We know it can be hard to say goodbye to the long, lazy days of summer, but fall is just about here. In fact, September 23 is the official first day of fall, which means cooler days are just around the corner. If you’re a homeowner, then you have to do more than pull out the long sleeves to get ready. A little preparation will make sure that your home is ready for the changing temperatures and potentially harsh winter ahead.
This checklist can help you stay nice and cozy no matter what Mother Nature sends your way.
Seal gaps and cracks
Mice and other critters seek warmth and food, especially when the weather turns. Sealing up gaps can help keep them outside and your warm air inside. Check for cracks and gaps in covers, under sinks, in utility areas, and basements.
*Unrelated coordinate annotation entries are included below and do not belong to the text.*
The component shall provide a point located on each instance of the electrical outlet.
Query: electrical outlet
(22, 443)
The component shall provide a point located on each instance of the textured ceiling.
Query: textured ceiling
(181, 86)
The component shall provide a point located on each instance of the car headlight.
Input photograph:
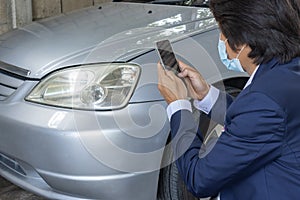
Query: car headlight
(96, 87)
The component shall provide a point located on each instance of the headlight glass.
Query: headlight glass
(92, 87)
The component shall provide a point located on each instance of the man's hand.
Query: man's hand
(197, 86)
(170, 86)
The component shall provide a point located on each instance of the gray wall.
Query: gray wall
(16, 13)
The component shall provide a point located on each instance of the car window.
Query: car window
(198, 3)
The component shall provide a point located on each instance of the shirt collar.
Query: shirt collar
(251, 77)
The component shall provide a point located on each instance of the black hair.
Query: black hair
(271, 28)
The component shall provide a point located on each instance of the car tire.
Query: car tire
(171, 185)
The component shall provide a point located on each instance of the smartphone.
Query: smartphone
(167, 57)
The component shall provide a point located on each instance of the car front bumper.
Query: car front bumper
(71, 154)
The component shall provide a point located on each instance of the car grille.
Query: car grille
(8, 85)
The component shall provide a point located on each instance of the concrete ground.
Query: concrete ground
(9, 191)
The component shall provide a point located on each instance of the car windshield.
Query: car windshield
(198, 3)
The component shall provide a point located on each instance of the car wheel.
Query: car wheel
(171, 186)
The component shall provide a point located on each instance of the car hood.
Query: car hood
(112, 32)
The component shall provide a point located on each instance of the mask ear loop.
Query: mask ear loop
(240, 51)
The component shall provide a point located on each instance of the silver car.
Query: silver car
(80, 113)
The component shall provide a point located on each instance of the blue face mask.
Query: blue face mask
(233, 64)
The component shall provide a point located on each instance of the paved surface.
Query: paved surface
(9, 191)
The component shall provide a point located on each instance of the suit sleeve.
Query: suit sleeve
(218, 111)
(252, 138)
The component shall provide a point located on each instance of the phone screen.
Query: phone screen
(167, 56)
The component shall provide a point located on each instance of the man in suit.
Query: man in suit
(258, 154)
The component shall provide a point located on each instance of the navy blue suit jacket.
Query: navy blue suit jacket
(258, 154)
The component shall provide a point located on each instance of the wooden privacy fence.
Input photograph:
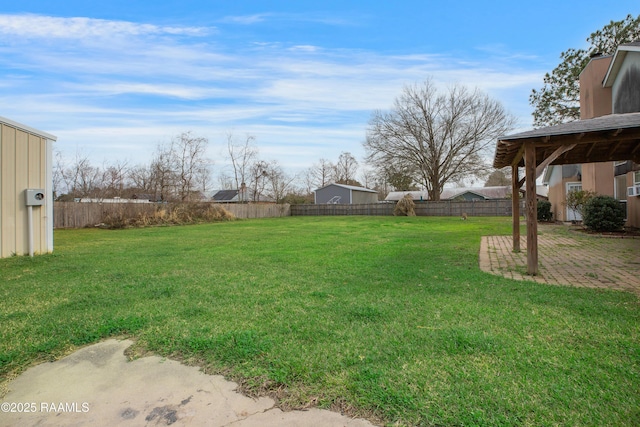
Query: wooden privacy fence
(442, 208)
(244, 210)
(380, 209)
(79, 215)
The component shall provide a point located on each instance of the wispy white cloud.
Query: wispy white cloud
(246, 19)
(37, 26)
(104, 83)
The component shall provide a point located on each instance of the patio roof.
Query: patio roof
(608, 138)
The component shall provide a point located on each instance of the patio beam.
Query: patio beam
(532, 208)
(515, 207)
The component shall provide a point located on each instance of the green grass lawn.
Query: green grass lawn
(388, 318)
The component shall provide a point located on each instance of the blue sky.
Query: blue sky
(114, 79)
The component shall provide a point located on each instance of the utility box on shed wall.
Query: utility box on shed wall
(25, 164)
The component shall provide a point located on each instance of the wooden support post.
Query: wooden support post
(515, 207)
(532, 208)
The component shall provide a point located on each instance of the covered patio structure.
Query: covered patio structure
(615, 137)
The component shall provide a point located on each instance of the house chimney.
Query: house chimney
(595, 100)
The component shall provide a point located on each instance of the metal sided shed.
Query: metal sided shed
(345, 194)
(26, 217)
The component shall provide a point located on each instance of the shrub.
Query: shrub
(405, 206)
(577, 199)
(544, 210)
(603, 213)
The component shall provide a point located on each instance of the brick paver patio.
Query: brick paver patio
(567, 257)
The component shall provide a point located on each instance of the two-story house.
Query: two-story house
(608, 85)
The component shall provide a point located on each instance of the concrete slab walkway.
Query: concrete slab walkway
(98, 386)
(567, 258)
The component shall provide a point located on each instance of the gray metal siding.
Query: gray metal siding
(323, 195)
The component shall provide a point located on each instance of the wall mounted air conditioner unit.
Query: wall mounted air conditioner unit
(634, 190)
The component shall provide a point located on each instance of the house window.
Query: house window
(620, 187)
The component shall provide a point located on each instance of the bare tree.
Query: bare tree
(442, 136)
(189, 162)
(81, 179)
(243, 156)
(142, 179)
(499, 177)
(345, 169)
(179, 168)
(59, 187)
(279, 183)
(322, 173)
(163, 175)
(114, 179)
(258, 174)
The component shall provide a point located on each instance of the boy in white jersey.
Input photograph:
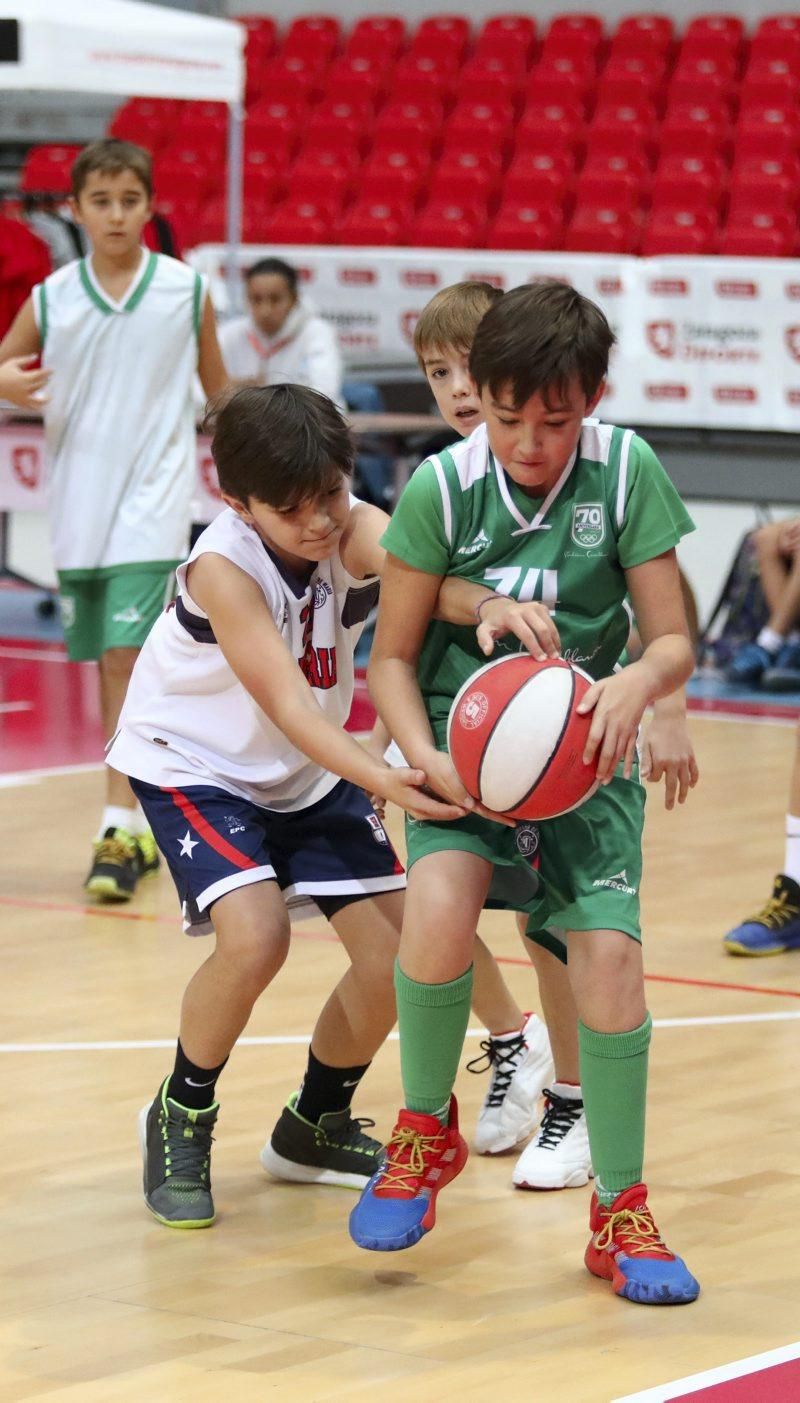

Freezing water is very damaging, so shut off your exterior faucets and consider installing an insulating cover. These are available at hardware stores and can provide an extra layer of protection.
Clean the gutters
With fall and winter comes precipitation, which means your gutters and downspouts will soon be hard at work. Make sure they are free of debris so that they can handle the job and protect your house. While you’re at it, make sure that downspouts direct runoff well away from your foundation.
Installing weatherstripping around your windows and doors is a simple way to keep out the cold and improve your home’s comfort. This can also help cut utility bills. Door sweeps applied to the bottom of exterior facing doors are also an inexpensive but effective way to beat the cold.
Store your tools
Lawnmowers and other types of power equipment should be stored before winter comes. Follow the manufacturer’s guidelines for long-term storage. You should also find a secure place to store your rakes, hoses, and other yard equipment. Check on them periodically to make sure they are safe and dry.
If you have a chimney, then you should have it cleaned and inspected. This is also a great time to have your HVAC system inspected so that it is in tip-top condition long before winter hits. And remember, home maintenance requires ongoing effort. Throughout the season you’ll want to keep an eye on things to make sure things are working properly.